Engineering practice certification-compliance

Parsing three government certification registries (KG/KZ/BY): around 260 hours on Laravel queues

Parsers for the Kyrgyz, Kazakh, and Belarusian certification registries: Laravel Horizon queues, proxy rotation, incremental collection by next number.

260h delivered
Parsing KG/KZ/BY certification registries on Laravel

A foreign government certification registry owes you nothing. Today it serves data, tomorrow it changes the URL, closes the public list, adds a geo-block, updates the format, or bans all your machines at once, and nobody warns you. An internal analytics platform has a simple choice: either a resilient parser on queues, with proxy rotation and incremental collection, or analytics on that registry stalls within a week, and you learn about it from the silence in the logs.

Snapshot

End-client industry product certification, B2B market analytics
End client Certificate Analytics — an internal platform of a group of companies
Engagement retainer — a stream of orders as new registries appear and old sources change
Project type a long series of work parsing foreign government certification registries (Kyrgyzstan, Kazakhstan, Belarus)
Work done nine parsing orders, plus support of existing parsers and a collection control panel
Project date November 2022 — ongoing, more than three years of active work
Effort around 260 hours on agreed estimates; actual volume is higher thanks to small refinements without a separate estimate
Team Anton Hersun (project manager; took the parsing on as legacy, untangled it, and moved it to a modern architecture by hand himself), then handed it to the widgets-and-parsers developer, who has run the track since
Tech stack Laravel 5.5.50 · Laravel Horizon · queues and jobs · Redis · Docker · ClickHouse · an in-house HTTPS proxy rotation system with random User-Agents
Delivered Parsers for three national registries (KG/KZ/BY), a collection control panel, automatic incremental collection on schedule and on demand

The problem

The platform works with government registries of product conformity certification: public data on issued declarations and certificates. The sources sit on the government sites of Kyrgyzstan, Kazakhstan, and Belarus, with collection running in parallel against the Russian registry. None of them has a proper public API. One has an API with token auth of unknown lifetime, one has only a web interface with sequential number iteration, one regularly changes its response structure or closes public access entirely.

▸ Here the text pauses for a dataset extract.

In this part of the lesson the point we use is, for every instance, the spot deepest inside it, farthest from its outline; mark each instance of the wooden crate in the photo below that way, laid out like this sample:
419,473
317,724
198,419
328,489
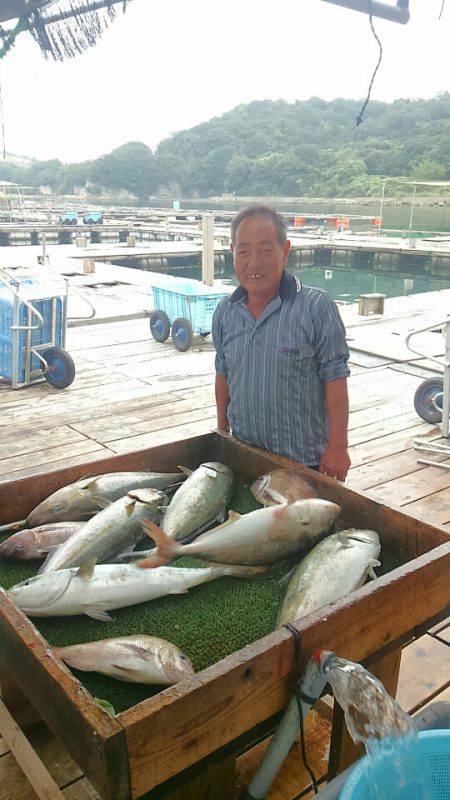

The client already had an old parser running, written before us. Part worked, part didn’t, and there was no way to tell where it fell over: there were almost no logs, the Kazakhstan collection was held together with tape and caught up by hand on every ban. Anton sat down with the source, worked out what to keep and what to rewrite, and gradually moved it all onto a single architecture: Laravel jobs, queues under Horizon, in-house proxy rotation. Only then did he hand the track to a colleague.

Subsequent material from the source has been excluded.